The nursing faculty members’ separate overviews of the conference convey their excitement about NUKA, one of the most innovative health care systems in our country:
“I firmly believe that building relationships among all staff and ‘customer-owners’ (not patients!) through sharing and responding to meaningful personal stories is the key to transforming primary care.”
“Integrated Primary Care” is a concept I’ve been promoting and teaching for years, but I had never really experienced it or believed it could happen. When Ann Marie comes back from the Washington conference gushing about a mystery conference that we “MUST” go to – in Alaska – I say to myself, “Ok, so Alaska – I can deal with that in the summer.” Arriving in Anchorage, we go to the first day where the reception people separate us and introduce us to our ‘team’ for the next 3 days – "Oh no," we say to each other, "they're going to make us do touchy-feely stuff!” Not only did we participate, but the CEO and three VPs of this 200 million dollar corporation participated with us for the whole five days. After much angst and resistance, by Wednesday we were hooked! I firmly believe that building relationships among all staff and “customer-owners” (not patients!) through sharing and responding to meaningful personal stories is the key to transforming primary care. If providers, whether they be nurses, physicians, nurse practitioners, behavioral health consultants, or traditional healers, embrace the chronically ill individual as the manager of his or her own health and work together to promote physical, mental, emotional, and spiritual wellness, all of us can enjoy high quality cost effective health care.
“SCF has demonstrated that when everyone is in relationship, care outcomes are better and joy in the workplace is raised.”
The conference was amazing! We all came away with so much. Ultimately, I was most struck with how everyone who works for and receives care from SCF relates to one another. The whole organization is based upon developing and maintaining real relationships based upon each individual’s unique life story. The process SCF uses to foster relationships is neither quick nor easy. They put a lot of upfront resources into building relationships with their staff, care providers, and customer-owners (the term they prefer over “patients”) and continue to allot support for maintaining these relationships. In the final analysis, SCF has demonstrated that when everyone is in relationship, care outcomes are better and joy in the workplace is raised.
“The old cliché, ‘You have to see it to believe it,’ really rings true for what we experienced…”

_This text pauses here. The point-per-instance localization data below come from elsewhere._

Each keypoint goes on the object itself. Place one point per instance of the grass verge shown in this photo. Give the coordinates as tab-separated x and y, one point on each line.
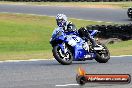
27	36
78	4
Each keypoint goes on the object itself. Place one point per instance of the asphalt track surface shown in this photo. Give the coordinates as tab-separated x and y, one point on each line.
97	14
50	74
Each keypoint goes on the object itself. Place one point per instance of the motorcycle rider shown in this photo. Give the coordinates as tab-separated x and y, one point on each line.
69	27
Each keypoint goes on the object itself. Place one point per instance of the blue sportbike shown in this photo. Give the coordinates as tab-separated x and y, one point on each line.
70	47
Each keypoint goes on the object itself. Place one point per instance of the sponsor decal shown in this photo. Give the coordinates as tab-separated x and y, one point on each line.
82	78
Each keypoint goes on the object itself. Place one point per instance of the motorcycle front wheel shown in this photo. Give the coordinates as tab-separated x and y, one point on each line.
64	59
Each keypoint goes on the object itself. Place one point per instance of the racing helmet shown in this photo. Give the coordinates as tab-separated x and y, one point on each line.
61	20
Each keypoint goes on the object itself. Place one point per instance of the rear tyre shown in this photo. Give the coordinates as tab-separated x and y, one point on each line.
64	59
103	55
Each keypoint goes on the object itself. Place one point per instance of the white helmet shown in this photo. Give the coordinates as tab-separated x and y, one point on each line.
61	20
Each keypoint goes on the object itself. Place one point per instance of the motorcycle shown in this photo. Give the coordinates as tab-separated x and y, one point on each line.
129	12
68	48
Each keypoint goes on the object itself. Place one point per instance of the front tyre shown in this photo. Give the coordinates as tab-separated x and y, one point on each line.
64	59
102	56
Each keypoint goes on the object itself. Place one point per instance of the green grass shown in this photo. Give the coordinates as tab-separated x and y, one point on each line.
78	4
27	36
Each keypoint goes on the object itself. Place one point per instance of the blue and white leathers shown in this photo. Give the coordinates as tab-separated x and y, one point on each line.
80	48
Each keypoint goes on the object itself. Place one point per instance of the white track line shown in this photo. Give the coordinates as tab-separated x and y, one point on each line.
67	85
49	59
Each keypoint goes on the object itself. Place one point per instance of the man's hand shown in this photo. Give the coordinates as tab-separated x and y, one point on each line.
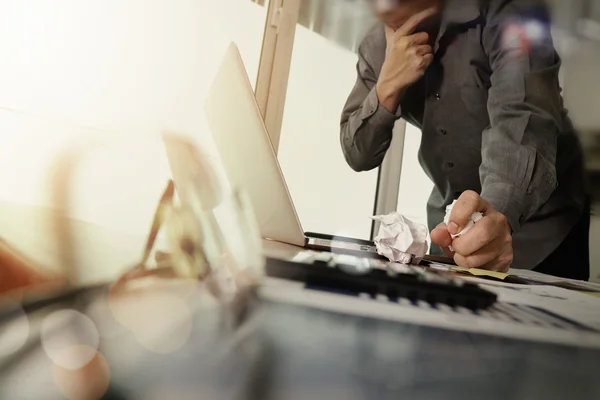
407	57
487	245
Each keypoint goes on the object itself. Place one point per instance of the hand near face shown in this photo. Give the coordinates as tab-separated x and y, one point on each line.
487	245
408	55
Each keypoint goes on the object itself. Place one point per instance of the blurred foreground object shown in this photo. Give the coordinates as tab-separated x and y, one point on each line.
19	272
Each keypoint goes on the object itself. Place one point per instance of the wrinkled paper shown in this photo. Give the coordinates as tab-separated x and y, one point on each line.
400	239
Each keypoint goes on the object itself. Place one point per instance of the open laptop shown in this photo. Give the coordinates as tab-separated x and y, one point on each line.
250	161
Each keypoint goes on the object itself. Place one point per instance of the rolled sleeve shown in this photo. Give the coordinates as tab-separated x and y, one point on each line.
518	169
366	126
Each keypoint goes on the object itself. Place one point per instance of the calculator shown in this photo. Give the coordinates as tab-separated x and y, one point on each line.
342	273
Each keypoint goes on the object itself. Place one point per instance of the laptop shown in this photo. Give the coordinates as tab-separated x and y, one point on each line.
250	162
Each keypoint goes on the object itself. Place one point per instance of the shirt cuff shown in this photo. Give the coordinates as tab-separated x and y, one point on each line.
376	113
508	200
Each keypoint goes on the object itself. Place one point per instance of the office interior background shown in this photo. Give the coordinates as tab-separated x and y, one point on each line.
103	79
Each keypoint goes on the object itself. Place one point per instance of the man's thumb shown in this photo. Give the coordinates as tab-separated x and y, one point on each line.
441	236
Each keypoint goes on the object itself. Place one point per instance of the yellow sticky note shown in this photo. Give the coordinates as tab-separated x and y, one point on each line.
482	272
595	294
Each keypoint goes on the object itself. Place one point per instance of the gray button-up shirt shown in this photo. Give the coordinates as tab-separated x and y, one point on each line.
492	120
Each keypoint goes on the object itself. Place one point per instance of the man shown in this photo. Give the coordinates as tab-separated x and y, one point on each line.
480	79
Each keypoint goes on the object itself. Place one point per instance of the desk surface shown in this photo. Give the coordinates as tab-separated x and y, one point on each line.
285	351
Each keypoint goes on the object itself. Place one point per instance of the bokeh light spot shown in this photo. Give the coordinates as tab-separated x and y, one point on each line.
69	338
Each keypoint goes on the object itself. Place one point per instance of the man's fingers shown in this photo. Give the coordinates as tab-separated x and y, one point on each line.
413	22
483	232
501	263
468	203
418	39
426	60
483	258
389	33
440	236
423	50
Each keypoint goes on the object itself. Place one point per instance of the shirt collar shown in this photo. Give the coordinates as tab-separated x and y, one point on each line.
460	11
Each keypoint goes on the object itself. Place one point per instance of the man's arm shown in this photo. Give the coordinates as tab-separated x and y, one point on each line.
518	172
366	126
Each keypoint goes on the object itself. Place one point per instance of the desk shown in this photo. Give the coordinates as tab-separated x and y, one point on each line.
288	352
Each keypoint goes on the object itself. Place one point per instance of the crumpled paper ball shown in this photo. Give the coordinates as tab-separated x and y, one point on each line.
400	239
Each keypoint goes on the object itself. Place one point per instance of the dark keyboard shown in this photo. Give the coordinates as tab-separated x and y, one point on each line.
353	275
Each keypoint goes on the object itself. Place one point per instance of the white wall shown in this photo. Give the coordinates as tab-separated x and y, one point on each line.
415	185
131	67
118	70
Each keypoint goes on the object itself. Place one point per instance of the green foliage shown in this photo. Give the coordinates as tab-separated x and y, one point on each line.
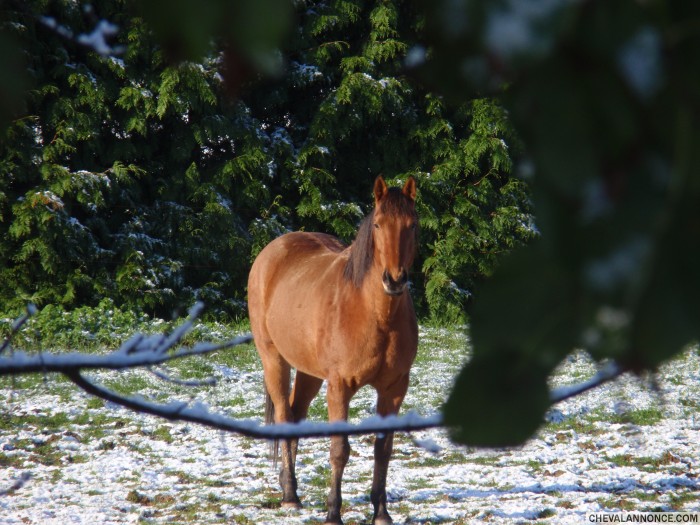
137	177
604	98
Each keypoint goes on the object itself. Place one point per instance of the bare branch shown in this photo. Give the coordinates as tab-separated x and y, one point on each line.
200	414
180	382
17	325
147	351
131	357
95	41
609	372
18	484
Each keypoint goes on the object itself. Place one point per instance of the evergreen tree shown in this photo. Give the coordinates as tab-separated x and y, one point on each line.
137	177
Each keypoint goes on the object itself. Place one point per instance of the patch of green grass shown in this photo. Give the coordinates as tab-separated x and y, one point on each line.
642	416
546	513
646	463
680	499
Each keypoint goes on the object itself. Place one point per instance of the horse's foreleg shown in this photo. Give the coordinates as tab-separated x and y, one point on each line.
305	389
388	402
338	401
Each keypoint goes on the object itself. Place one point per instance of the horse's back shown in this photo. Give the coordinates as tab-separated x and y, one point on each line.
293	251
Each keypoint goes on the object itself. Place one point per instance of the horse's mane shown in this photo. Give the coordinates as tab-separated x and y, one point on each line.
362	249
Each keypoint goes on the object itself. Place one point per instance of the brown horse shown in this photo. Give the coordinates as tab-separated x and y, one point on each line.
343	315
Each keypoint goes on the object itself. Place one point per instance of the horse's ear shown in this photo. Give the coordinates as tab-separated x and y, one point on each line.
380	189
409	189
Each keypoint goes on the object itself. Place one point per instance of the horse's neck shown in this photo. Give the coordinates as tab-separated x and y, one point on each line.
384	308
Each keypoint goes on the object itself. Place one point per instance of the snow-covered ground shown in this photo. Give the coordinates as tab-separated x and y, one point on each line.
630	445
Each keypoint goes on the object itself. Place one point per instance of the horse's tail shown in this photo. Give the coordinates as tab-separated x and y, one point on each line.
274	451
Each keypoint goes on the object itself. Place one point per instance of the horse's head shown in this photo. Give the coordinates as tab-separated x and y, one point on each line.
395	232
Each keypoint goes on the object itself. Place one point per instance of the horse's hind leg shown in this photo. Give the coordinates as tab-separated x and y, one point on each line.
338	397
277	372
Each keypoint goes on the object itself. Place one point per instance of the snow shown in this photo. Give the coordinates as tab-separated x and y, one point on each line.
139	469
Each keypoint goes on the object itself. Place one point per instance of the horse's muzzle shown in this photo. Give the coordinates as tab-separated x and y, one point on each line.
395	286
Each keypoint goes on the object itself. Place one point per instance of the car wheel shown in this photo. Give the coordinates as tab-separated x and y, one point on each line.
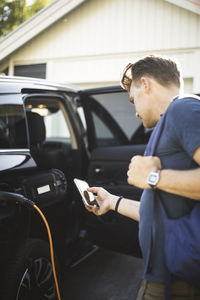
30	274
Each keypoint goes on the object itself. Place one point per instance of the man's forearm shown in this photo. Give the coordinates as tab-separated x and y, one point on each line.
183	183
127	207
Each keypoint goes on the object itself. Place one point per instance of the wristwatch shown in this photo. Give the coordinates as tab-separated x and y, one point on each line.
153	178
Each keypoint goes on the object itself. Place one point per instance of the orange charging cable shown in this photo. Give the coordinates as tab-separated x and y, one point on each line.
51	249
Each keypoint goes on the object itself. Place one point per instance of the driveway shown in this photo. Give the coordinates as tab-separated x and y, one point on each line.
105	275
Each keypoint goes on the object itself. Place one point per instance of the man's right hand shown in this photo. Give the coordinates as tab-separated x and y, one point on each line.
105	200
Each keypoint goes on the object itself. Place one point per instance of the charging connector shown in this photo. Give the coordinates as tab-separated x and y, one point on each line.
17	198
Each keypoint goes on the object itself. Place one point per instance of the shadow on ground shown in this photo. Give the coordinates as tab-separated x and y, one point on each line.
105	275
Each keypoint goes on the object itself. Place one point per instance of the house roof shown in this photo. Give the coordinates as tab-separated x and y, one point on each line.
52	13
191	5
36	24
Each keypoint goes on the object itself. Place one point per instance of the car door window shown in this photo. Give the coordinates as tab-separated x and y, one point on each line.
111	120
12	123
52	111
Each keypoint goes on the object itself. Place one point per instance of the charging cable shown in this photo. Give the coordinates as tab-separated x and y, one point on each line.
17	198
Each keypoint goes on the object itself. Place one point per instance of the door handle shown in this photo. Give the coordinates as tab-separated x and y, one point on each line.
98	170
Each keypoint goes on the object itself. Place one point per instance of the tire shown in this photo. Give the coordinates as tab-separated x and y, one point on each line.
29	274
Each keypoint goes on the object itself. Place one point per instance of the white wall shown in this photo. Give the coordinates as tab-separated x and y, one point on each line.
92	44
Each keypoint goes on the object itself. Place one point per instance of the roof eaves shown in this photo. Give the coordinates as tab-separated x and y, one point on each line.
191	5
36	24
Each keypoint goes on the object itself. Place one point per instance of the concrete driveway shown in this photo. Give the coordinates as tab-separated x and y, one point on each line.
105	275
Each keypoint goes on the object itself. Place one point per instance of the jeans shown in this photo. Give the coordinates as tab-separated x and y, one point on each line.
180	290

As educators on behalf of our current system of care, we are cognizant of the top dollar price tag associated with the delivery of health-related services. We see the efforts of this system yielding less than top quality results. Health care reform is essential, but it is often difficult to envision what an efficient, high-quality plan might look like. To this end, our DNP education team recognizes the fundamental necessity of incorporating concepts of innovative practice and integrative models of health care delivery into our curricula. Because we are seeking real-world examples to share with our students regarding what an innovative practice might really look like, we were privileged to join a group of other inspirational health stakeholders who attended the 2012 Nuka Conference in Alaska. The old cliché, "You have to see it to believe it," really rings true for what we experienced there. The Nuka system promotes the authentic use of self in this relational approach to improving wellness – from everyone employed there, to the regional communities, to the customer owners [patients]. As the clinical coordinator of the DNP program, I am really excited by the prospect of incorporating the South Central Foundation as a potential clinical site for some of our students as they seek clinical experiences in innovative practice sites.